In the week leading up to the Newcastle match, Kenny Traynor arrived at the club and gave his first interview on the Press Bureau TV Sports Channel. Our new goalkeeper was a big fair-haired lad with an easy smile and an accent that was as thick as the head on a pint of heavy. When he spoke it was like listening to Spud in Trainspotting. As a result Zarco insisted on my appearing with them in front of the invited newsmen, to translate, which added a usefully comic touch to these dull proceedings. Otherwise it was the usual bullshit about how Traynor was ‘really looking forward to the challenge of the Premier League and working with a world-class manager like João Zarco’. Asked why he had decided to join City instead of another club like MUFC, Traynor made no mention of fifty thousand quid a week, but instead talked about the quality of the squad and the attractions of living in a great city like London.
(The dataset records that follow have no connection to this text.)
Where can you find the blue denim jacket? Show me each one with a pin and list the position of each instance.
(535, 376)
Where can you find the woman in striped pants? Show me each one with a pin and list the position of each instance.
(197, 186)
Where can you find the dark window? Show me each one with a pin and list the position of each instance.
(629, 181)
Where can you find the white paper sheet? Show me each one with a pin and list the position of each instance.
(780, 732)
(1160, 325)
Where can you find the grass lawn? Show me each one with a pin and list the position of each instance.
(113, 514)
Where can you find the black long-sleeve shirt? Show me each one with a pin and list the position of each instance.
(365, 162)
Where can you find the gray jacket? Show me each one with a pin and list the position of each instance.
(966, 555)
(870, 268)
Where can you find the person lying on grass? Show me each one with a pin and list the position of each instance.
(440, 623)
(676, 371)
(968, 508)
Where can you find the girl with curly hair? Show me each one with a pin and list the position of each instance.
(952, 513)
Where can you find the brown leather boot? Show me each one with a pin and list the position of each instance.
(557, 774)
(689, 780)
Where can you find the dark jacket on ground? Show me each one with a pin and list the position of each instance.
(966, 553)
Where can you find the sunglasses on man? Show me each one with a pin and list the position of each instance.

Asked what he thought he could achieve at a club like London City — which is more or less the same question, when you think about it — Traynor declared he wanted to keep a clean sheet for as long as possible and to help City to win the Premier League. Champions League... FA Cup... Zzzzz.
Traynor and Zarco were also filmed in the doorway of Hangman’s Wood holding up Traynor’s new silver goalkeeping shirt with his name on the back. That’s the thing I hate most about football: the clichés. You can’t blame the players for that — they’re just kids, most of them; Traynor’s only twenty-three and he doesn’t know any better. No, I blame the fucking reporters for asking the same old tired and predictable questions that produce these clichéd answers.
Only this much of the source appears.